Não é à toa que, para muitos, este trabalho seja considerado a obra prima do mestre mangaká. A epopeia da família Tenge no pós II Guerra Mundial toca em vários pontos sensíveis não apenas para o povo japonês, mas para toda a humanidade. O mais importante deles são as implicações de política interna e externa para o Japão derrotado.

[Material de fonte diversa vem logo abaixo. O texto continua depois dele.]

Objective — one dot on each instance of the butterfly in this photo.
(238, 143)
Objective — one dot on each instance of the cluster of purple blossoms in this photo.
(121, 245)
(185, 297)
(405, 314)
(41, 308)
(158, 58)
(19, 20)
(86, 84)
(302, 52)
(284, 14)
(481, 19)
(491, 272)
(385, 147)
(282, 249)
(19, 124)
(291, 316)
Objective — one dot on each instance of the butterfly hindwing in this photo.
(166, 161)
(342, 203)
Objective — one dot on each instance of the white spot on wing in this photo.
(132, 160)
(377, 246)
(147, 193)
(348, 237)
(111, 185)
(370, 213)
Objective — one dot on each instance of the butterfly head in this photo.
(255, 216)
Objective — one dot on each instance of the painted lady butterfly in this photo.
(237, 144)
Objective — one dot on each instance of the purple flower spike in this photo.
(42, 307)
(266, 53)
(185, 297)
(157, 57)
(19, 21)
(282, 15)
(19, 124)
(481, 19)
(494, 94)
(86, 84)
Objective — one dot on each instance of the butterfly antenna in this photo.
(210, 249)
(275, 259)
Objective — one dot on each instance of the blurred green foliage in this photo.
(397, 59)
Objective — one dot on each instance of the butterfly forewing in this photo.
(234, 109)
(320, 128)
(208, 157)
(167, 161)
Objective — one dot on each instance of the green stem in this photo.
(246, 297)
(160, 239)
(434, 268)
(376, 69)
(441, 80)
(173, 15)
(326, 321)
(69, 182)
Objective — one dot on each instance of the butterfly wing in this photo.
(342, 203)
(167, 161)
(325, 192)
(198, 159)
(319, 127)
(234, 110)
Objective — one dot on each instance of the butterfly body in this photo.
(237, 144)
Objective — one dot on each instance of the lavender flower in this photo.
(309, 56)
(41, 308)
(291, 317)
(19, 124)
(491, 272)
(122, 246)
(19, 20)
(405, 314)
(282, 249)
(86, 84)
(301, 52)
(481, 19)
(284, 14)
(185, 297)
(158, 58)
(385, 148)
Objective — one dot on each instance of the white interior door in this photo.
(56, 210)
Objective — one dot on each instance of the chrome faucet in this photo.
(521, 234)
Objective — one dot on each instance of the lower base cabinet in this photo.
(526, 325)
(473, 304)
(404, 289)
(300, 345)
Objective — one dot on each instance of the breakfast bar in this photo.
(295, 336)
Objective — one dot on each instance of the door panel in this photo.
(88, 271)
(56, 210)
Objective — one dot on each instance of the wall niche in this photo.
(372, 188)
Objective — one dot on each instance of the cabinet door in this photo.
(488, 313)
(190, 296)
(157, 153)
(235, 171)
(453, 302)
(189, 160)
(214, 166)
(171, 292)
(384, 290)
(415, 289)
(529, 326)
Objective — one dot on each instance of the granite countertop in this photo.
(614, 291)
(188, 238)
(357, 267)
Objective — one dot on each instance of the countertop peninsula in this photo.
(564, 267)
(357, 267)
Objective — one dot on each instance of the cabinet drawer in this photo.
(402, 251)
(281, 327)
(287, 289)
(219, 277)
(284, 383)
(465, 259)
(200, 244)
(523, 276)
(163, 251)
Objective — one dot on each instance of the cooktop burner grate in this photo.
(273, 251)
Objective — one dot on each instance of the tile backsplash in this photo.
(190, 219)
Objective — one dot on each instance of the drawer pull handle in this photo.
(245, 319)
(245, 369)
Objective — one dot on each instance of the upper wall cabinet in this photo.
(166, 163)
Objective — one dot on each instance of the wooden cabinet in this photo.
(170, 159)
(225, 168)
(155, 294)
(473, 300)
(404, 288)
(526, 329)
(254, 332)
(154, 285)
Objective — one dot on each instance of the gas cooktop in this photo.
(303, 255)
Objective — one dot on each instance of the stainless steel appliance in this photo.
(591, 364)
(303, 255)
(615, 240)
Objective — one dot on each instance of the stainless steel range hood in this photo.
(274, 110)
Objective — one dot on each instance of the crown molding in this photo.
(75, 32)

Já estamos acostumados a nem mesmo questionar a visão histórica que privilegia o ponto de vista dos vencedores, relegando a perspectiva dos vencidos a um segundo plano. Digo isso, porque não quero pintar um quadro no qual os japoneses apareçam somente como vítimas, mas o fato é que as narrativas que mostram as agruras do povo da terra do sol nascente são escassas. Exemplo: as bombas atômicas disparadas sobre Hiroshima e Nagasaki são tema praticamente inexplorado, especialmente em relação ao número de filmes e documentários dedicados à Guerra do Vietnã e outros eventos trágicos, como o holocausto do povo judeu.
Como Ayako foi produzido em 1972-3, talvez nem mesmo Tezuka tenha tido as manhas de colocar o dedo nas feridas – ainda – abertas pelo ataque nuclear norte-americano de 1945. Mas isso não significa que ele tenha deixado de abordar outros assuntos espinhosos, que teimam em não ser mencionados, como o fato de que o Japão tenha virado uma espécie de “Estado Vassalo” dos EUA.

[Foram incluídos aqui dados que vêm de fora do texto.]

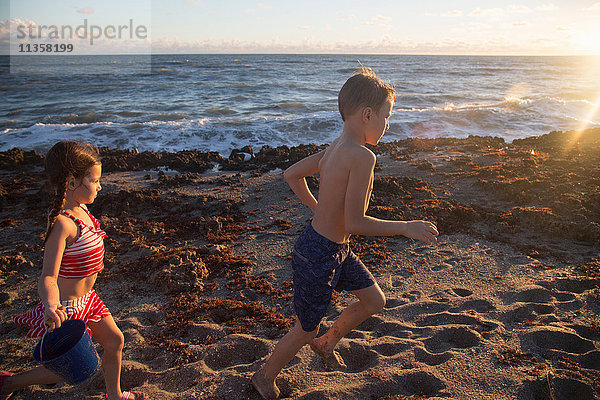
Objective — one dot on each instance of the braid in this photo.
(58, 202)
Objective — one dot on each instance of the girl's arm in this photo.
(47, 284)
(296, 174)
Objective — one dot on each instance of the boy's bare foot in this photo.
(267, 390)
(330, 357)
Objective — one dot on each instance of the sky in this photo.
(512, 27)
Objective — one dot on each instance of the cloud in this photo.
(486, 12)
(547, 7)
(86, 10)
(193, 3)
(519, 9)
(380, 17)
(453, 13)
(594, 7)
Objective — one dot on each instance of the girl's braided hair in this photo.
(66, 160)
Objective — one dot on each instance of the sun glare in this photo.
(589, 42)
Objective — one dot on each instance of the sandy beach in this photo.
(198, 277)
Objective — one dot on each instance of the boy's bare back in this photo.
(337, 163)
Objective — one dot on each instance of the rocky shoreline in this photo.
(197, 270)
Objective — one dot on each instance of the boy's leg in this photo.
(370, 301)
(264, 379)
(111, 339)
(35, 376)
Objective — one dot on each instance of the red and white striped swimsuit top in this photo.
(85, 256)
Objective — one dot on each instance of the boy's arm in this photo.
(357, 192)
(295, 177)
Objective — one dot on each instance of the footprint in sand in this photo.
(236, 350)
(452, 337)
(479, 305)
(431, 359)
(356, 355)
(448, 318)
(557, 388)
(418, 383)
(462, 292)
(555, 338)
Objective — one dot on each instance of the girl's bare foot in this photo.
(330, 357)
(267, 390)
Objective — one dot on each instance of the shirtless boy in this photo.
(322, 259)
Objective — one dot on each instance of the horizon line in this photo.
(315, 53)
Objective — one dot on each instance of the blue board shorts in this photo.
(320, 266)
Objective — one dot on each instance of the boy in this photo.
(322, 259)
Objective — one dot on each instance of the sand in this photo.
(197, 274)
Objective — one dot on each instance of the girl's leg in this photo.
(286, 349)
(370, 301)
(111, 339)
(35, 376)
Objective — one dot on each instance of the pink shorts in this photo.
(88, 307)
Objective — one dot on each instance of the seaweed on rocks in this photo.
(132, 160)
(16, 159)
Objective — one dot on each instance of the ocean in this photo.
(221, 102)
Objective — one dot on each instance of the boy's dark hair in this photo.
(363, 89)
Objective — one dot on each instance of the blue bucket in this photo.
(68, 352)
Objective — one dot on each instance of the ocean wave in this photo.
(294, 105)
(222, 111)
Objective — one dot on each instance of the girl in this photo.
(73, 257)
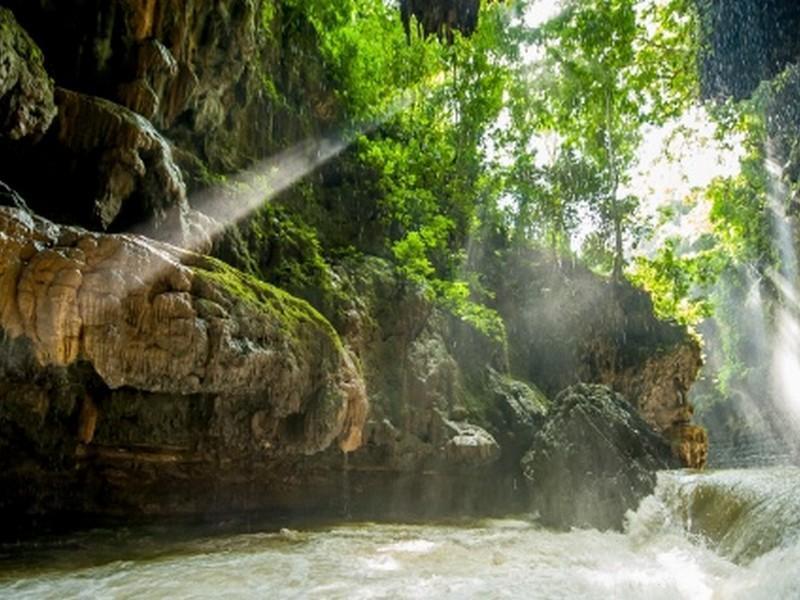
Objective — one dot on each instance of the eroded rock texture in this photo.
(26, 91)
(568, 325)
(593, 460)
(137, 365)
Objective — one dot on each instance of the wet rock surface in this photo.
(569, 325)
(26, 91)
(593, 460)
(129, 365)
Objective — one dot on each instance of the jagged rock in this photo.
(26, 91)
(216, 78)
(570, 325)
(150, 317)
(470, 445)
(593, 460)
(135, 181)
(9, 197)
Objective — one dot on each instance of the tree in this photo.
(610, 67)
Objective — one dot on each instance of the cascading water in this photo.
(785, 365)
(729, 534)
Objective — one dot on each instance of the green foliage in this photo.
(610, 68)
(678, 284)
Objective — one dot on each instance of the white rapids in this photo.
(725, 534)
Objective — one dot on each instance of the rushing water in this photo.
(725, 534)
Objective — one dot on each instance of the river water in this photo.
(724, 534)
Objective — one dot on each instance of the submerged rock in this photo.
(593, 460)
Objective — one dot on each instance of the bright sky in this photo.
(674, 160)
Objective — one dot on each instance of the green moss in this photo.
(283, 306)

De forma discreta, mas incisiva, Tezuka dá diversas alfinetadas na maneira pela qual os americanos em particular e a comunidade internacional em geral trataram os japoneses vencidos. A crítica às medidas empurradas goela abaixo, como a reforma agrária, mostram que foi preciso paciência oriental para suportar a política do General MacArthur, militar norte-americano que derrotou e, em seguida, comandou o Japão. Outro fato que não passou foi despercebido foram os tribunais internacionais que julgaram os crimes cometidos pelo Japão durante o segundo conflito mundial. Para Tezuka, nessas cortes de exceção ocorreram flagrantes arbitrariedades, evidenciadas pelo fato de que os argumentos dos advogados de defesa foram solenemente ignorados.

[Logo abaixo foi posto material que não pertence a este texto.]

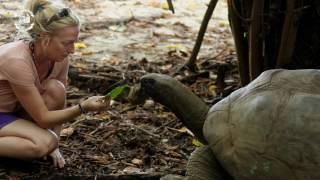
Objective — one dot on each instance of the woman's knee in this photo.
(44, 146)
(55, 94)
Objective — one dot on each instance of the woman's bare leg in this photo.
(25, 140)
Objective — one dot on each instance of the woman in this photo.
(33, 75)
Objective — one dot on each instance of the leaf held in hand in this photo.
(116, 92)
(196, 143)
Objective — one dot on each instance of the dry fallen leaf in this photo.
(66, 132)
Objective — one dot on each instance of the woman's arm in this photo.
(33, 103)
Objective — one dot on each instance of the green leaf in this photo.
(116, 92)
(196, 143)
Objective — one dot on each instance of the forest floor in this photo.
(127, 39)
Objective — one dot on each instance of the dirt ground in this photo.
(127, 39)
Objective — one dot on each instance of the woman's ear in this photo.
(45, 39)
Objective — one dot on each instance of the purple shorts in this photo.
(6, 118)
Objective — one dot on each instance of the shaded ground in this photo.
(126, 39)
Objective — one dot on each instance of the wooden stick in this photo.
(255, 39)
(289, 33)
(240, 42)
(192, 61)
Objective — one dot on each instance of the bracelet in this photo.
(81, 109)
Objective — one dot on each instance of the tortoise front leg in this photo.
(203, 165)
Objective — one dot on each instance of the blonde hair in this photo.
(49, 16)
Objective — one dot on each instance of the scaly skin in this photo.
(171, 93)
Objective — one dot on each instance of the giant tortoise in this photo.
(268, 130)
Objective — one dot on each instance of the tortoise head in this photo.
(189, 108)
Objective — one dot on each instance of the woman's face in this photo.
(61, 43)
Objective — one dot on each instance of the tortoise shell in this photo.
(269, 129)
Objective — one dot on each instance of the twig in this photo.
(255, 40)
(289, 33)
(145, 131)
(203, 28)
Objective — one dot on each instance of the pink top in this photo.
(17, 67)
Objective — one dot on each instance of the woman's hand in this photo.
(58, 160)
(95, 103)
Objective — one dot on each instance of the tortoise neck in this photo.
(189, 108)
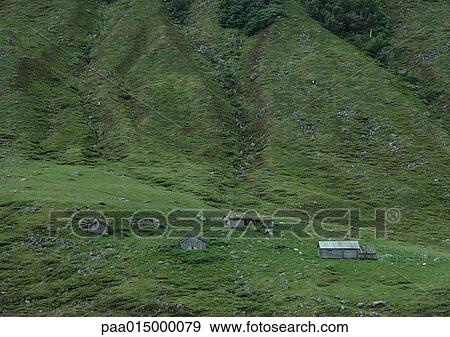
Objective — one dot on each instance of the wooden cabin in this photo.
(246, 220)
(345, 250)
(368, 253)
(338, 249)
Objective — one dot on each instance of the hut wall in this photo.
(338, 253)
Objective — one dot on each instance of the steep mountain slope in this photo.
(148, 113)
(424, 58)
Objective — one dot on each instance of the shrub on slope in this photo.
(363, 22)
(249, 15)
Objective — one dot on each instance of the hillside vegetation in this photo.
(148, 104)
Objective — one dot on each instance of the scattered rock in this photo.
(28, 210)
(83, 272)
(303, 36)
(39, 242)
(254, 76)
(345, 114)
(378, 304)
(94, 226)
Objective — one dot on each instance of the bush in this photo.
(353, 20)
(249, 15)
(179, 9)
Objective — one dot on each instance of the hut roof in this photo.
(190, 237)
(339, 245)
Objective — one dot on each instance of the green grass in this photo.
(146, 111)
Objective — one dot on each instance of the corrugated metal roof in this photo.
(339, 244)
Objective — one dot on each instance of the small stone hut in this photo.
(345, 250)
(192, 243)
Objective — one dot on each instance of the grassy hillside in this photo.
(120, 105)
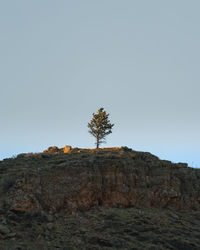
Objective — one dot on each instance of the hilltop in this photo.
(87, 198)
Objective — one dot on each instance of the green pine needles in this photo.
(100, 126)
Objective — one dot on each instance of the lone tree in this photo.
(100, 126)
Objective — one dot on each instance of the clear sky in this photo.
(62, 60)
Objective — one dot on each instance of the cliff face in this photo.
(82, 178)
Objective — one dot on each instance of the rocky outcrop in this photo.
(82, 178)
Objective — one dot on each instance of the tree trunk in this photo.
(97, 141)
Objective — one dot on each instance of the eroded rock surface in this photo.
(80, 179)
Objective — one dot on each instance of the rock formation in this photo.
(70, 179)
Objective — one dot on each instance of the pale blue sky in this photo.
(62, 60)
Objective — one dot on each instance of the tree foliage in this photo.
(100, 126)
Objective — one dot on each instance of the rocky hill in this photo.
(73, 198)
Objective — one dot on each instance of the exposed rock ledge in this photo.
(71, 179)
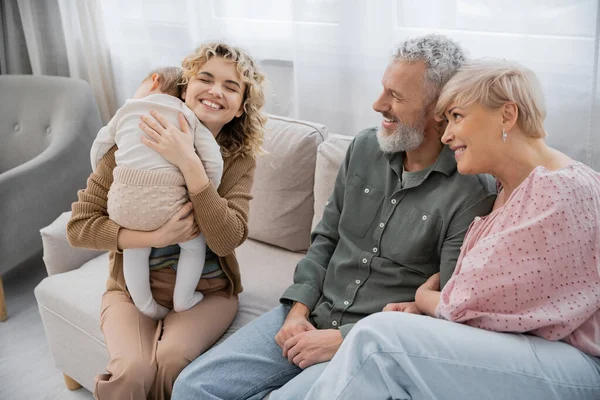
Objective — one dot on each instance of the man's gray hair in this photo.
(442, 56)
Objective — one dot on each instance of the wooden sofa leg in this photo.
(71, 383)
(3, 315)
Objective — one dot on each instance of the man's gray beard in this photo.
(404, 138)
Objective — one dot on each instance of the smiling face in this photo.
(216, 93)
(402, 105)
(474, 133)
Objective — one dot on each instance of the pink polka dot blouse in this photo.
(533, 264)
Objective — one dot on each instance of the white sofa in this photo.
(292, 183)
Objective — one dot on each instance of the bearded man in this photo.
(397, 216)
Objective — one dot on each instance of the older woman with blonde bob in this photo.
(223, 87)
(520, 317)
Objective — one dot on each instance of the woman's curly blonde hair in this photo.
(244, 134)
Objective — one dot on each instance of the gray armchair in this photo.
(47, 126)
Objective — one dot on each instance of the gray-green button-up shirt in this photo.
(378, 242)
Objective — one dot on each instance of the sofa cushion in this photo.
(282, 209)
(76, 295)
(330, 156)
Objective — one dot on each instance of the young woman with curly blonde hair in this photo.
(223, 87)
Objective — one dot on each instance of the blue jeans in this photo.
(394, 355)
(248, 365)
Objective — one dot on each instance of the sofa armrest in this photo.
(59, 255)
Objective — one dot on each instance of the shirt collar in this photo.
(445, 163)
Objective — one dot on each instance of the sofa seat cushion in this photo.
(76, 295)
(281, 211)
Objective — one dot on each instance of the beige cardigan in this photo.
(222, 216)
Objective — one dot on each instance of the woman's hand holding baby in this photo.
(175, 145)
(180, 228)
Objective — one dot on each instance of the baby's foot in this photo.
(155, 310)
(181, 303)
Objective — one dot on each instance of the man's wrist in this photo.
(299, 308)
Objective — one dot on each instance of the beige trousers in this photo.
(146, 356)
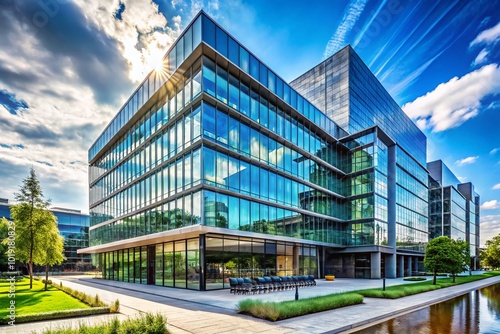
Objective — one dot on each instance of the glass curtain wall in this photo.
(245, 257)
(177, 263)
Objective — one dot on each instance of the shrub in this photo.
(278, 311)
(115, 306)
(143, 324)
(82, 296)
(57, 314)
(415, 279)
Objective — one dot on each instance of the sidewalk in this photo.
(215, 311)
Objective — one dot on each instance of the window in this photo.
(209, 76)
(208, 121)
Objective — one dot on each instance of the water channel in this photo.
(475, 312)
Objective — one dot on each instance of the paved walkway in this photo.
(215, 311)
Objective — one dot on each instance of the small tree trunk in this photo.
(46, 275)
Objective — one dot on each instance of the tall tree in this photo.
(29, 219)
(52, 245)
(4, 227)
(461, 259)
(440, 255)
(490, 257)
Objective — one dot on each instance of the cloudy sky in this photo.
(67, 66)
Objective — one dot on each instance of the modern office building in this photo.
(74, 227)
(216, 168)
(454, 208)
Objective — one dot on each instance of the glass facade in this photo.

A história do gibi começa com o retorno ao Japão do prisioneiro de guerra Jiro Tenge, um dos filhos do patriarca Sakuemon, após o término das hostilidades. Refeito o vínculo familiar, Jiro rapidamente se dá conta que a volta para casa nem sempre é uma benção. Seu pai é um devasso, seu irmão não é flor que se cheire e ninguém consegue explicar a origem de Ayako, sua irmã mais nova. E o próprio Jiro traz consigo um segredo que mudará os rumos da trama. Desde as primeiras páginas o clima de mistério é quase tangível. Somos apresentados a uma gama de personagens e situações tão inusitados quanto imprevisíveis. Tudo isso pontuado por incríveis cenas de contemplação da natureza, que servem como momentos de respiro para a trama frenética, teimosa em descansar.